A couple years ago I shared with this list my journey of having been diagnosed with diabetes and the adjustments I was making. Over the months, I discovered that my blood-sugar levels were in the normal range and stopped treating myself, and when I moved to California, my doctor there said, “You’re not diabetic now, but you will be in five years.”
Well, he was right, if a bit liberal. On Monday I confirmed (with the help of an extraordinarily cute doctor!!) that I have full-blown diabetes.
My friends at school here are commenting that I seem to be pretty sanguine about all this, but really it’s just that I’ve had two years of advance preparation for this week’s announcement. Or maybe I’m in denial.
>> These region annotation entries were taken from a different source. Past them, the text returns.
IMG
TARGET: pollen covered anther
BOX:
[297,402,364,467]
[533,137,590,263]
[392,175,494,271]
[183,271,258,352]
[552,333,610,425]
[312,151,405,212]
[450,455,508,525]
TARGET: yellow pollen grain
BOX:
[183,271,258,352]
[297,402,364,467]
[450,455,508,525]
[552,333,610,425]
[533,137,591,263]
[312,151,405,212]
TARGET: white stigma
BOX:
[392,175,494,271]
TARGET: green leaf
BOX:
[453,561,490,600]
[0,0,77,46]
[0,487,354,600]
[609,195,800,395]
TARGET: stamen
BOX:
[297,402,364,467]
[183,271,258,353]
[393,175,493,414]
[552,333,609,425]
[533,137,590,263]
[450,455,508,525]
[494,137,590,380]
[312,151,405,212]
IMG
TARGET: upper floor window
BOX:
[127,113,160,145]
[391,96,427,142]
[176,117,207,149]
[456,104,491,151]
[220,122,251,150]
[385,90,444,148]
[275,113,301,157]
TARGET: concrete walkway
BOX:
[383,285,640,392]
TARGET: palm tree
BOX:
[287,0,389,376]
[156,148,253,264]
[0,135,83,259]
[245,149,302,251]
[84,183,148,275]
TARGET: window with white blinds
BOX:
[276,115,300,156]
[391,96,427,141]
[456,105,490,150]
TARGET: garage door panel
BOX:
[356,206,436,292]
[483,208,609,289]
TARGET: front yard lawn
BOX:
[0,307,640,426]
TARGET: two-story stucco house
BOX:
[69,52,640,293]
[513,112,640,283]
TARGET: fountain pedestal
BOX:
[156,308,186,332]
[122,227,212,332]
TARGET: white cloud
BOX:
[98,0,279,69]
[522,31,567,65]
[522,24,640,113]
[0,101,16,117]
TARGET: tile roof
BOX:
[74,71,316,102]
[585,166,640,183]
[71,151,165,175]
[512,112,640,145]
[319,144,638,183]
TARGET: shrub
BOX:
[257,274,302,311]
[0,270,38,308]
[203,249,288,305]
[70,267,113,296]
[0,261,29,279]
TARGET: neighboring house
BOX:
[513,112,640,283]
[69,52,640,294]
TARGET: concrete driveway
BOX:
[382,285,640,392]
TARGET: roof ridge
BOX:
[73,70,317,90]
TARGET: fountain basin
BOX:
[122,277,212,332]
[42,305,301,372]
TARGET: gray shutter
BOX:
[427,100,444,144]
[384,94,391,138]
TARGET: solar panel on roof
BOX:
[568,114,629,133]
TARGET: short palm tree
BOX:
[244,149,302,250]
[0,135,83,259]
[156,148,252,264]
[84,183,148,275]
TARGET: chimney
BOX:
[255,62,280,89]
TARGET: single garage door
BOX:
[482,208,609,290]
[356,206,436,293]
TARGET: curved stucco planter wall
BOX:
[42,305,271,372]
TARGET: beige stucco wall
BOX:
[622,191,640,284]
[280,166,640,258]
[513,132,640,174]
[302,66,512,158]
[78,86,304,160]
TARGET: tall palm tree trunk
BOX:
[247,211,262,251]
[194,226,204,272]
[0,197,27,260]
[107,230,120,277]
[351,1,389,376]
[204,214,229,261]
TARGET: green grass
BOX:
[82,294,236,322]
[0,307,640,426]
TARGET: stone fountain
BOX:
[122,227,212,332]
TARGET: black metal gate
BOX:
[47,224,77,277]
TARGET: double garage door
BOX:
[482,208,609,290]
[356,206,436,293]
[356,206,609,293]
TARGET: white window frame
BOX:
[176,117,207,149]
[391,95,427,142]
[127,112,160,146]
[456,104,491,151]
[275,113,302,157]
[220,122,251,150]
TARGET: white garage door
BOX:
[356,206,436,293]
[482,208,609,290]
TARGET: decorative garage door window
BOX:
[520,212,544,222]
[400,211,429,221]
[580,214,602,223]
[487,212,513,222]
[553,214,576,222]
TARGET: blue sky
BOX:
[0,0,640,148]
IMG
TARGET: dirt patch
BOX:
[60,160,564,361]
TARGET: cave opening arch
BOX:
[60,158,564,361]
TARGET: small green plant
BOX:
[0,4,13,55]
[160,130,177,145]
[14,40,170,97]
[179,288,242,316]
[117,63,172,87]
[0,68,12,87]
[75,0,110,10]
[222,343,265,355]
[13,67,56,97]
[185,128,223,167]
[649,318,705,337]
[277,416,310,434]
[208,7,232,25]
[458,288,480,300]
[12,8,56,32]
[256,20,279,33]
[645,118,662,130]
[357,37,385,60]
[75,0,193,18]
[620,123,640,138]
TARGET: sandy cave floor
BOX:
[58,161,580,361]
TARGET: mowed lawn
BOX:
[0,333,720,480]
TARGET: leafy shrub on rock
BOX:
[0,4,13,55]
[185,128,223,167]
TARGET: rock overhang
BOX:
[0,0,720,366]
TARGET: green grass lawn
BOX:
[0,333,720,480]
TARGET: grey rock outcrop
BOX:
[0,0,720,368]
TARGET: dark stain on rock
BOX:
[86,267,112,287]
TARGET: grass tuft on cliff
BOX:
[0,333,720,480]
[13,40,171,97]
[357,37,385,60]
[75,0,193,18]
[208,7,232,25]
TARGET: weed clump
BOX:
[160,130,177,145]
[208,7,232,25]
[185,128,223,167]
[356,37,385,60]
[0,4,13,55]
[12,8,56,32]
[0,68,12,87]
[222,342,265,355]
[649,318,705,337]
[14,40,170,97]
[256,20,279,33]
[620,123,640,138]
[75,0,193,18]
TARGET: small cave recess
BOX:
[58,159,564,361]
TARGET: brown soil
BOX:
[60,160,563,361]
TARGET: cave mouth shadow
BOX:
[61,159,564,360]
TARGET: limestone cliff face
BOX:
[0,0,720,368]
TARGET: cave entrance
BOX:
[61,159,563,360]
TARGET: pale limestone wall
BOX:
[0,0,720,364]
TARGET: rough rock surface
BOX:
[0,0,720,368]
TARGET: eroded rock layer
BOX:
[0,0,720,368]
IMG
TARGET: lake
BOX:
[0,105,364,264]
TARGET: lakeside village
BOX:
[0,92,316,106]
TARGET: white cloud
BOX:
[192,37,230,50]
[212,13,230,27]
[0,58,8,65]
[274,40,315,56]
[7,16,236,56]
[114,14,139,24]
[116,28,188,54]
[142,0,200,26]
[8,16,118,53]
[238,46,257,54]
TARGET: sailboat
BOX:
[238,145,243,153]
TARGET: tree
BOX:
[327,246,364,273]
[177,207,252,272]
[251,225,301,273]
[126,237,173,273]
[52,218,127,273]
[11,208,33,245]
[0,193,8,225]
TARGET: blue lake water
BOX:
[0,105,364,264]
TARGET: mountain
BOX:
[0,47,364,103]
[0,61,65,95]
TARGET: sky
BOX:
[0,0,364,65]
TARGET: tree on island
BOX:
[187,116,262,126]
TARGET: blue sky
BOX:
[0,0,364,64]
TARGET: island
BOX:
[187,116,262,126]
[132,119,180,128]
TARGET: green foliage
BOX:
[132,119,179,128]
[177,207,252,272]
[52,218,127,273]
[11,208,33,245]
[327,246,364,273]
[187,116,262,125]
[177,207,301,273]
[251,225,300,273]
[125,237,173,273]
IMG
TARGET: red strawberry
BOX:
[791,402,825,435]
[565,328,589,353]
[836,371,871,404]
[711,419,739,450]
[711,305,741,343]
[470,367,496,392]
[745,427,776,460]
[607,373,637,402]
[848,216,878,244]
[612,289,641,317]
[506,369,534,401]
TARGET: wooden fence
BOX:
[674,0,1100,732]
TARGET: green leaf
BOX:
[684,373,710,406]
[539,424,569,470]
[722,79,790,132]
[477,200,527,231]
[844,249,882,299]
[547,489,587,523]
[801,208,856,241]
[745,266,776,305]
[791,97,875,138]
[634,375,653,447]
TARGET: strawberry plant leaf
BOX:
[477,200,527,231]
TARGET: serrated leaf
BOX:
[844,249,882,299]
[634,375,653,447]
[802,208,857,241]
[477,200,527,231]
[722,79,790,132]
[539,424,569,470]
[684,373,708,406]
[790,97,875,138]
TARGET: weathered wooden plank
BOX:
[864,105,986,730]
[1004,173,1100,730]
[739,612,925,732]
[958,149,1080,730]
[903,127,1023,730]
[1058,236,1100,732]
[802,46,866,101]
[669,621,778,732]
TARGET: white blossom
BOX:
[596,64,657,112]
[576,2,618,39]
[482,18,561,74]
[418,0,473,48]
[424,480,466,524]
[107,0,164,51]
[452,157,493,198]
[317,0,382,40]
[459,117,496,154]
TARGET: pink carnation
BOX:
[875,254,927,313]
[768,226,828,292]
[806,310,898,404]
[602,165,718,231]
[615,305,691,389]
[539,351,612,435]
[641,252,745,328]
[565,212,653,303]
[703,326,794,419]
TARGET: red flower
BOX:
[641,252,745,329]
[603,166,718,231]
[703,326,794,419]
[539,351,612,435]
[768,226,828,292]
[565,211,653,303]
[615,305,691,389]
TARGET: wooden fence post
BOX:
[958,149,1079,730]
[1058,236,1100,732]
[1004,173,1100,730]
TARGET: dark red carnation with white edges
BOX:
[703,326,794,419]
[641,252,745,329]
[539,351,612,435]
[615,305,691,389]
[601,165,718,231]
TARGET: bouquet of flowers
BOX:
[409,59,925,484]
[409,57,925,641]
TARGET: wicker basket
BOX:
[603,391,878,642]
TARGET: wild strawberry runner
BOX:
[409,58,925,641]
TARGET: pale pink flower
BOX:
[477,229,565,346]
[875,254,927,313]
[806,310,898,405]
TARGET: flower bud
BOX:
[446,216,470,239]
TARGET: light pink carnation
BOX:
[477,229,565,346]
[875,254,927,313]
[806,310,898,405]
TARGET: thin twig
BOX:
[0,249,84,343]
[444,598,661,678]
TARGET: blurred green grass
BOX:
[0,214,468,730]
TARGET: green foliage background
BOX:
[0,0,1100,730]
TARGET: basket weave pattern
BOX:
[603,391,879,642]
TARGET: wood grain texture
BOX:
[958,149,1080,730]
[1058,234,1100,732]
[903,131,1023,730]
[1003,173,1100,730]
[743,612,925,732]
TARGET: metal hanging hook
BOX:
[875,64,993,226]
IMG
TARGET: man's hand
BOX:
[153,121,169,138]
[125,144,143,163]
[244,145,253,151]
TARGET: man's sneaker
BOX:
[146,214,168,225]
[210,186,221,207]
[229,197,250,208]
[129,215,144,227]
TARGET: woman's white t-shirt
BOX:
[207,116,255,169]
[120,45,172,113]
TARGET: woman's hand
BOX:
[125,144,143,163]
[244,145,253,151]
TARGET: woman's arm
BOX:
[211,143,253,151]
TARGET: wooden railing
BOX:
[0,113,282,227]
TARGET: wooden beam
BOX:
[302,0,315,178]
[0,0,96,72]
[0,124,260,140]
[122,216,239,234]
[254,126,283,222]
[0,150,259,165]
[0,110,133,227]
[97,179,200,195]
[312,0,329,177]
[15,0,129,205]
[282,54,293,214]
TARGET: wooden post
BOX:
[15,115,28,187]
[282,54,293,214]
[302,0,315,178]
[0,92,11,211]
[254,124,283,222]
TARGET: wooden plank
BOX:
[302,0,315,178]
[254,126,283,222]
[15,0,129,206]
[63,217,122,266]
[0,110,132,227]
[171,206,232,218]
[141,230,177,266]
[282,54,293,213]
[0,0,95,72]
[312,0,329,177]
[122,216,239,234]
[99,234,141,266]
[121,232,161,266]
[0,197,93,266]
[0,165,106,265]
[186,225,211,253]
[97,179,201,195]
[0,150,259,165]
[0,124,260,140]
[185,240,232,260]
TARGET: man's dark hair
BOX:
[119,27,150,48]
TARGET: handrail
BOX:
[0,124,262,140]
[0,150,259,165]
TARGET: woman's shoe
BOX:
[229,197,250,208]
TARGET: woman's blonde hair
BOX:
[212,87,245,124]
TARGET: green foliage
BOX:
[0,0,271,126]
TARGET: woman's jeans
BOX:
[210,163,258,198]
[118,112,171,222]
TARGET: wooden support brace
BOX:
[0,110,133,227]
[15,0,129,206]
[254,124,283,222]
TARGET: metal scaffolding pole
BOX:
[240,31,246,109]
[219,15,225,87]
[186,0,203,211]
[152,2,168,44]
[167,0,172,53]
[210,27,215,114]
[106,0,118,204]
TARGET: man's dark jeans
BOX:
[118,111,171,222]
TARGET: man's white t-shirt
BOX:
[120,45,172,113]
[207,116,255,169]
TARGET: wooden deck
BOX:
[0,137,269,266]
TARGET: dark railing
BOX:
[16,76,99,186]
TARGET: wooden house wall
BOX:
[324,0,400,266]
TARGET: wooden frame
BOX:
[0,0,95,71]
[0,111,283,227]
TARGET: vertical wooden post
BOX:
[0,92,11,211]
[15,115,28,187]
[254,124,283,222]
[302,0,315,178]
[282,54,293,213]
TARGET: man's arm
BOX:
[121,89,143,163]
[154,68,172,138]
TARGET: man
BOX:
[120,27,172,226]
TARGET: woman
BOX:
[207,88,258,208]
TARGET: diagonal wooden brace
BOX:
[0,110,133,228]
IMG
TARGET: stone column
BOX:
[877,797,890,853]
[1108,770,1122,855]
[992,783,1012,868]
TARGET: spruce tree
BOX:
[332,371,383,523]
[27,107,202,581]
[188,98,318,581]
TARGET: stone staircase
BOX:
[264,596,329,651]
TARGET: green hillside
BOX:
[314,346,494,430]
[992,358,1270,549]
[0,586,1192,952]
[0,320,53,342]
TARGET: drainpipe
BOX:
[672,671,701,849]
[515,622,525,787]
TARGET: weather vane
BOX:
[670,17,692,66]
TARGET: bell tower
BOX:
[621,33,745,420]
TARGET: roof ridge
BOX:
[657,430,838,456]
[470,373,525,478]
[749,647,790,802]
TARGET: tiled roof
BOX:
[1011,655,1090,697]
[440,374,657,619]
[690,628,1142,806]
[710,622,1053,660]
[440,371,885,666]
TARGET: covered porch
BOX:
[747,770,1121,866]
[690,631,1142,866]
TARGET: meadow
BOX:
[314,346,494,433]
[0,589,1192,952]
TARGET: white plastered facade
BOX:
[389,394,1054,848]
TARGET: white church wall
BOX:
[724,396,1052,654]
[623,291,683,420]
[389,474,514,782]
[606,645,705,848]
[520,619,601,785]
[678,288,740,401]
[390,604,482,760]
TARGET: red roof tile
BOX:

What is striking me the most about all this is that not everybody has the luxury of something reminding them constantly to engage in self-care. True, every morning before I eat anything, I have to poke myself with a needle to draw a drop of blood to see what my glucose levels are, and that is something that I am honor-bound to do every morning for the rest of my life. Diabetics are encouraged to eat small, frequent meals, which is kind of nice in a way, though it means that I don’t necessarily fill up. (Filling up now can mean, essentially, a lot of sugar dumping into the blood in two hours.) But when one has a busy and/or absorbing schedule, as I do, it is a great discipline to eat something every four hours or so.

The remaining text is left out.